The editor of Downcodes learned that a breakthrough study at Yale University revealed the secret of AI model training: data complexity is not higher, the better, but there is an optimal "edge of chaos" state. The research team cleverly used the cellular automaton model to conduct experiments, explored the impact of data of different complexity on the learning effect of the AI model, and came to eye-catching conclusions.
A Yale University research team recently released a groundbreaking research result, revealing a key finding in AI model training: the data with the best AI learning effect is not simpler or more complex, but there is an optimal complexity level - —a state known as the edge of chaos.
The research team conducted experiments by using elementary cellular automata (ECAs), which are simple systems in which the future state of each unit depends only on itself and the states of two adjacent units. Despite the simplicity of the rules, such systems can produce diverse patterns ranging from simple to highly complex. The researchers then evaluated the performance of these language models on reasoning tasks and chess move prediction.
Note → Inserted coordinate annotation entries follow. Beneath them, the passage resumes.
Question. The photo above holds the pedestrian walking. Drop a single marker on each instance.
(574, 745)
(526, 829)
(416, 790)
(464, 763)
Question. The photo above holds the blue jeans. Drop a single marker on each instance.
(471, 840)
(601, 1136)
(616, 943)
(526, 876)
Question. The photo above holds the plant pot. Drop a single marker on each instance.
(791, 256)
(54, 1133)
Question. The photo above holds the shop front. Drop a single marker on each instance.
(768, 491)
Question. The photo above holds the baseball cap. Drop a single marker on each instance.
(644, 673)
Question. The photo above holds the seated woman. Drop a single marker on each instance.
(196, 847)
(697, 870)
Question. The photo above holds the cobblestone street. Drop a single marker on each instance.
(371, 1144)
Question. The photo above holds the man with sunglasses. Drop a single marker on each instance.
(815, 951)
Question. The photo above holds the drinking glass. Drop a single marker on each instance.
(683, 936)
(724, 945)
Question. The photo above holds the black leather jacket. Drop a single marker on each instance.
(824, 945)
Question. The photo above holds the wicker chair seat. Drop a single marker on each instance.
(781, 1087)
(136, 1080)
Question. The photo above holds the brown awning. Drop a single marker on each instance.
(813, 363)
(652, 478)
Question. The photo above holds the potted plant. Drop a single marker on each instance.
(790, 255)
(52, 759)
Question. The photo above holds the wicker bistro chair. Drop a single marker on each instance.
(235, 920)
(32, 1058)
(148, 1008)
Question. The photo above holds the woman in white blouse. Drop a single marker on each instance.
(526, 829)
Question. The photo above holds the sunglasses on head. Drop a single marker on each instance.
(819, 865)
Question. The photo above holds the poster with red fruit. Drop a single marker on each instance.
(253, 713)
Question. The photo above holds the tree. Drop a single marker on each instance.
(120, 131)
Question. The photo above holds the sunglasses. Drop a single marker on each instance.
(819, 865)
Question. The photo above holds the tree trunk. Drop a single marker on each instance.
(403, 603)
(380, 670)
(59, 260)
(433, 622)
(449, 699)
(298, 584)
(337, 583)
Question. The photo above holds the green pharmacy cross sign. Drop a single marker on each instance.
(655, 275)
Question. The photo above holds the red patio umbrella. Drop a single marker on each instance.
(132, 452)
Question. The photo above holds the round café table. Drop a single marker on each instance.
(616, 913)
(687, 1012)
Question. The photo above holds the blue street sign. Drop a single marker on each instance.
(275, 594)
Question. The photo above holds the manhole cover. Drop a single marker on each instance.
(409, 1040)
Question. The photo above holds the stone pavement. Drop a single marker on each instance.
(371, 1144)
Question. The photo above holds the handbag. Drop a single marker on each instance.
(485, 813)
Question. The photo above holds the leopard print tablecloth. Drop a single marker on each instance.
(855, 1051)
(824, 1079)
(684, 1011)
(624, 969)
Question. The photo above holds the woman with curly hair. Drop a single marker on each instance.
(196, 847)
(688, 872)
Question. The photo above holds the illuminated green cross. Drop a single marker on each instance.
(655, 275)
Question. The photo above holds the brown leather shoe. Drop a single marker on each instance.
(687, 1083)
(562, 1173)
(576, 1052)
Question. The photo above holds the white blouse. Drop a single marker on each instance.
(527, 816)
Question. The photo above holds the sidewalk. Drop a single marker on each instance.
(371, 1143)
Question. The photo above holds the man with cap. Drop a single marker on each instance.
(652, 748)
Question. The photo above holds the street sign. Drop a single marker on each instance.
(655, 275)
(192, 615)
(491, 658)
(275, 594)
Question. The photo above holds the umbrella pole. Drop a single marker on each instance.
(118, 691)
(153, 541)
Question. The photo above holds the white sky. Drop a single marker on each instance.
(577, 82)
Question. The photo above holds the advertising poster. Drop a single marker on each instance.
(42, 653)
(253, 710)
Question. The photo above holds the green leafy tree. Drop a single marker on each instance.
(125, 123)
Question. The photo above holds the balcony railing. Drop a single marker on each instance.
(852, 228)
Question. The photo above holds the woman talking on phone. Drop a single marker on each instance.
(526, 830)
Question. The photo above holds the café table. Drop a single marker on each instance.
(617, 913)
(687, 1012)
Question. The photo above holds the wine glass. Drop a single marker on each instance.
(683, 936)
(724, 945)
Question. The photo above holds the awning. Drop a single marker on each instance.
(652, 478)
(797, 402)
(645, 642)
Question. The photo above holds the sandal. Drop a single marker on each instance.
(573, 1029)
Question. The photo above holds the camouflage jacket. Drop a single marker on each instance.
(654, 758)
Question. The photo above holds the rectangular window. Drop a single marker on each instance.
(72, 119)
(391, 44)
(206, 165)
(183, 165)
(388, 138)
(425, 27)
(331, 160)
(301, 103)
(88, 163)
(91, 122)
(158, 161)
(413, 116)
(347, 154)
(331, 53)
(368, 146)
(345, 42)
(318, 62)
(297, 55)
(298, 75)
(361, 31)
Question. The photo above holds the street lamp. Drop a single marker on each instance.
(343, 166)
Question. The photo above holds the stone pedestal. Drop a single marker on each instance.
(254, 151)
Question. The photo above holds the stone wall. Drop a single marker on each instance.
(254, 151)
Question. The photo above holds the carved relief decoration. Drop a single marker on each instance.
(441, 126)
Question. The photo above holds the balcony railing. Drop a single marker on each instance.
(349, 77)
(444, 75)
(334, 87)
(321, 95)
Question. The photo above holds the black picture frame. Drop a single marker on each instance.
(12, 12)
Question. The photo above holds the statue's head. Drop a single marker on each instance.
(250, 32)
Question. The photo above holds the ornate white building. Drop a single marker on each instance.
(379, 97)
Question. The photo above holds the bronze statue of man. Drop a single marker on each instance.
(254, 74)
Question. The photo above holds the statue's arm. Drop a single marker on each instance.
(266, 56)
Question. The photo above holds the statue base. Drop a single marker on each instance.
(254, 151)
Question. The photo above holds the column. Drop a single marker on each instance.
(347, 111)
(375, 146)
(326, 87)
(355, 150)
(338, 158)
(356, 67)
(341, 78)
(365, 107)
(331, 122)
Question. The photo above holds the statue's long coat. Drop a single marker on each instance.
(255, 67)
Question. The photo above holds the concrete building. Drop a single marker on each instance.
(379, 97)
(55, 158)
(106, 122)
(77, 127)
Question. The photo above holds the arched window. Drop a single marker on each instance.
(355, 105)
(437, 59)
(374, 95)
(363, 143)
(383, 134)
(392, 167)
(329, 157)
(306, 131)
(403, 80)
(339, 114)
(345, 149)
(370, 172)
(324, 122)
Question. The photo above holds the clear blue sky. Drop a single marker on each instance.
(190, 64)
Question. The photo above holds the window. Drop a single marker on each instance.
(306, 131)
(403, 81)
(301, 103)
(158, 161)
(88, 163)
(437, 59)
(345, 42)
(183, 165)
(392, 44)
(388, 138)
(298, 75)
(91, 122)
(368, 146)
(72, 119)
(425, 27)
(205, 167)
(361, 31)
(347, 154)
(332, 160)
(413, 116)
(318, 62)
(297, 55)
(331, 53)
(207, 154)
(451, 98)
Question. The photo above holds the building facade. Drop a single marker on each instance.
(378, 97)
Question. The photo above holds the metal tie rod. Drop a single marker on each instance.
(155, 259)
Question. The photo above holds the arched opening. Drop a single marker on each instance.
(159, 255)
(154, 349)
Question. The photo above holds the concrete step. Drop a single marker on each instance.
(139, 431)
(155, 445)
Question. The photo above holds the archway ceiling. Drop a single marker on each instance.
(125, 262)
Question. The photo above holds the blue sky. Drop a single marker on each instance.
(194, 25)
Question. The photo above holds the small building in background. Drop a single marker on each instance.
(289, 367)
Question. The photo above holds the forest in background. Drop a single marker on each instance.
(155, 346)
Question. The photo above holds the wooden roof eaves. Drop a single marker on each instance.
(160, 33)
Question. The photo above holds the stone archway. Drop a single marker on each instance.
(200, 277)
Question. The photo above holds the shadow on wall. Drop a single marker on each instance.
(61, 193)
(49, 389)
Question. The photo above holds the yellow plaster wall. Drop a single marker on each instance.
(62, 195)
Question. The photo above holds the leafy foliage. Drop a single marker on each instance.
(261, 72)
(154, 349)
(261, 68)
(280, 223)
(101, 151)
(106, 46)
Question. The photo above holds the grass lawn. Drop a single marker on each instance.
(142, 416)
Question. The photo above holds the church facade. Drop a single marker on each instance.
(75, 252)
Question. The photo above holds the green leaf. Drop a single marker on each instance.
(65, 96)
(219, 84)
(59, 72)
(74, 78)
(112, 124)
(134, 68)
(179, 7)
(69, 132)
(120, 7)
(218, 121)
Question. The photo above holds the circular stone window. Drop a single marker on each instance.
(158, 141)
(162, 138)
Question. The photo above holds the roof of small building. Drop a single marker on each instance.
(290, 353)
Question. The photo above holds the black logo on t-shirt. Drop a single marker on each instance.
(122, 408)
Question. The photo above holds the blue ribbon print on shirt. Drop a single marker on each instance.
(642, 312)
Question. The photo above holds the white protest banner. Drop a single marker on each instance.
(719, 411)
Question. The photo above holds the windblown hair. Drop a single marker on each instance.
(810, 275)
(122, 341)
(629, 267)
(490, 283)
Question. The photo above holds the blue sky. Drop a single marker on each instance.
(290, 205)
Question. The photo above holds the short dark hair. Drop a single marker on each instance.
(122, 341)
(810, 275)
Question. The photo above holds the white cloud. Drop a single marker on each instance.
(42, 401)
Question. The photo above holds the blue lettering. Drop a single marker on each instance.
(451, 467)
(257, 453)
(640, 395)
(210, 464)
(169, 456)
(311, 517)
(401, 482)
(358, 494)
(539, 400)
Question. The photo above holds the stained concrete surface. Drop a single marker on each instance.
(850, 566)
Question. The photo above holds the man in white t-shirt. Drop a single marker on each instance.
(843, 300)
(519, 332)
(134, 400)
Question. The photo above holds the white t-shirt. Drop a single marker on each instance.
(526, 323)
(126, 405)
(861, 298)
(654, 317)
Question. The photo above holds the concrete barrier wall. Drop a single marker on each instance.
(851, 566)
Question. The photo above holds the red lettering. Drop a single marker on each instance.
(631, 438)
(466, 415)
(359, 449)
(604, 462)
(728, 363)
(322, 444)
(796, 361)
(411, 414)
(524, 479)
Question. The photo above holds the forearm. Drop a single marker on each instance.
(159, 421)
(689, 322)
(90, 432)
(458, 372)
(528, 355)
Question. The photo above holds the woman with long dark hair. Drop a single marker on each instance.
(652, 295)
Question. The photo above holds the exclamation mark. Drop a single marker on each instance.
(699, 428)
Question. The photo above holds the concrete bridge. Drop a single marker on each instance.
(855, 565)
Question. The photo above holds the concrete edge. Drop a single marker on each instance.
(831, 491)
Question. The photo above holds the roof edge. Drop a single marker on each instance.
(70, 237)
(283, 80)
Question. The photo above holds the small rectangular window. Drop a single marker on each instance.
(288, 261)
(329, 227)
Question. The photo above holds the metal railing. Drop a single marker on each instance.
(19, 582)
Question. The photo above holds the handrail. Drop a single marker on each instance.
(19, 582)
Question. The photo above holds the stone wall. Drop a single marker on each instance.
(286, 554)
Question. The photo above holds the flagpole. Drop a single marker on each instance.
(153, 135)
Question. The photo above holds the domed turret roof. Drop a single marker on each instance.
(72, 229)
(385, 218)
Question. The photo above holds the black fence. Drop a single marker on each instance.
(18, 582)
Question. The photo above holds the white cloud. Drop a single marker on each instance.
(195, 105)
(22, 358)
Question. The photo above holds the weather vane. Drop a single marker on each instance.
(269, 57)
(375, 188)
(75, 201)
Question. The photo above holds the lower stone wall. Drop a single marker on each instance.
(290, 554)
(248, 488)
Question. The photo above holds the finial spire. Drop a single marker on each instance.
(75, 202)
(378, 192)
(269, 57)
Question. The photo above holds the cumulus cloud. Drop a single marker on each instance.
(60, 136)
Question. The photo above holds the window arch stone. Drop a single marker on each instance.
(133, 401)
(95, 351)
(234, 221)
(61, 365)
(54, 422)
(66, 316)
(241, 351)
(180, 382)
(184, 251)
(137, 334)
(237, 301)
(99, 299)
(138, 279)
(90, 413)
Research results show that AI models trained on more complex ECA rules perform better in subsequent tasks. In particular, models trained on Class IV ECAs in the Wolfram Classification showed the best performance. The patterns generated by such rules are neither completely ordered nor completely chaotic, but rather exhibit a structured complexity.
The researchers found that when models were exposed to patterns that were too simple, they often learned only simple solutions. In contrast, models trained on more complex patterns develop more sophisticated processing capabilities even when simple solutions are available. The research team speculates that the complexity of this learned representation is a key factor in the model's ability to transfer knowledge to other tasks.
This finding may explain why large language models such as GPT-3 and GPT-4 are so efficient. The researchers believe that the massive and diverse data used in training these models may have created effects similar to the complex ECA patterns in their study.
This research provides new ideas for the training of AI models and a new perspective for understanding the powerful capabilities of large language models. In the future, perhaps we can further improve the performance and generalization capabilities of AI models by more precisely controlling the complexity of training data. The editor of Downcodes believes that this research result will have a profound impact on the field of artificial intelligence.